Dans un communiqué publié samedi, le gouverneur Ademola Adeleke a félicité la section de l’État de l’Osun du Syndicat national des employés des gouvernements locaux (NULGE) pour leur décision de reprendre les services des collectivités locales après près de 11 mois d’action industrielle. La grève, qui a commencé début 2025, a officiellement pris fin le lundi précédent, ouvrant la voie au retour des travailleurs à leurs postes le 5 janvier 2026.
Adeleke a mis en avant la reprise comme un « développement positif pour la gouvernance de base » et un signe de la réceptivité du syndicat aux besoins du public. « Le retour des travailleurs des gouvernements locaux représente un développement positif pour la gouvernance de base et met en lumière la réceptivité du mouvement syndical aux aspirations et désirs du peuple », a-t-il déclaré par l’intermédiaire de son porte-parole, Olawale Rasheed.
Le gouverneur a également exprimé son soutien à l’autonomie des gouvernements locaux, en insistant sur la nécessité de respecter l’État de droit. « Notre gouvernement n’est pas opposé à l’autonomie des gouvernements locaux... Ce que nous préconisons toutefois, c’est que l’État de droit et les procédures doivent toujours être respectés », indique le communiqué.
Les mesures de sécurité ont constitué un point d’attention majeur avant la reprise. Adeleke a remercié l’inspecteur général de la police, l’assistant inspecteur général de la zone 11 et le commissaire de police de l’État de l’Osun pour le déploiement de personnel dans les 30 conseils locaux, bureaux de zone et zones de développement des conseils locaux (LCDAs). Le président du NULGE, Dr. Nathaniel Ogungbangbe, avait requis de telles mesures pour éviter toute intimidation ou perturbation.

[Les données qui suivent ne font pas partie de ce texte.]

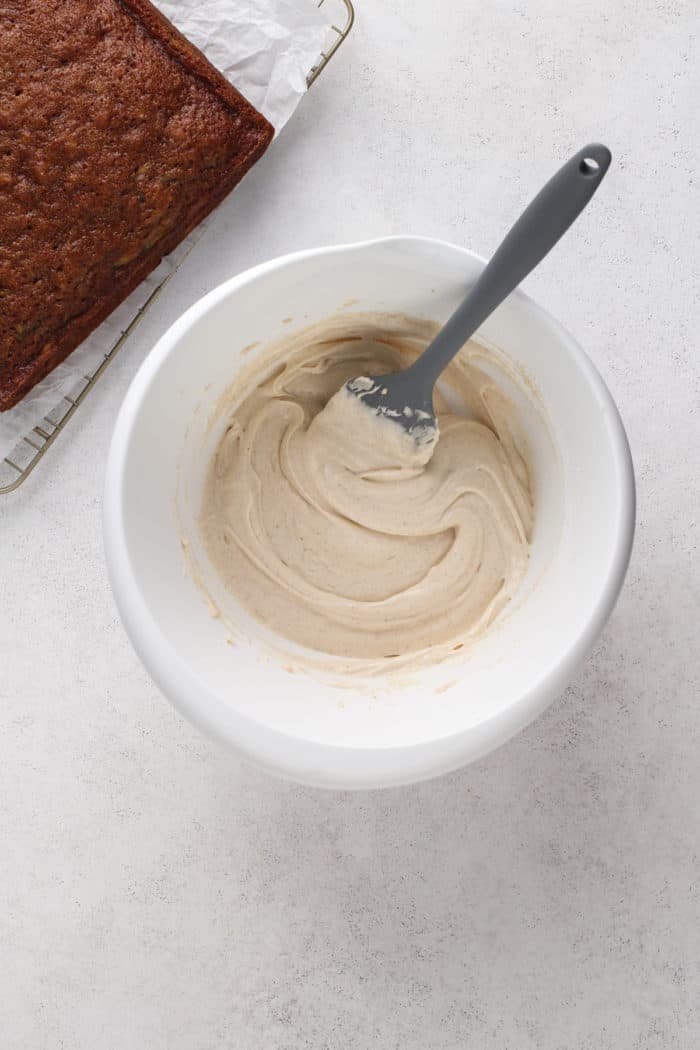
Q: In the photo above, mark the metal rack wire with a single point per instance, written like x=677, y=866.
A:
x=16, y=467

Le commandement de la police de l’État de l’Osun a émis des mises en garde contre toute interférence. L’adjoint au porte-parole de la police, Emmanuel Giwa-Alade, a déclaré que les non-employés doivent rester à l’écart des locaux des conseils, les forces de sécurité étant chargées d’agir fermement contre toute perturbation. Le commissaire de police Ibrahim Gotan a réaffirmé l’engagement de la police à protéger les vies et les biens avec vigilance.
Adeleke a conclu en soulignant l’importance de la paix pour une gouvernance efficace. « Nous accueillons la reprise des fonctions par les travailleurs. Nous félicitons la police et les autres agences de sécurité pour avoir maintenu la paix dans notre État », a-t-il ajouté.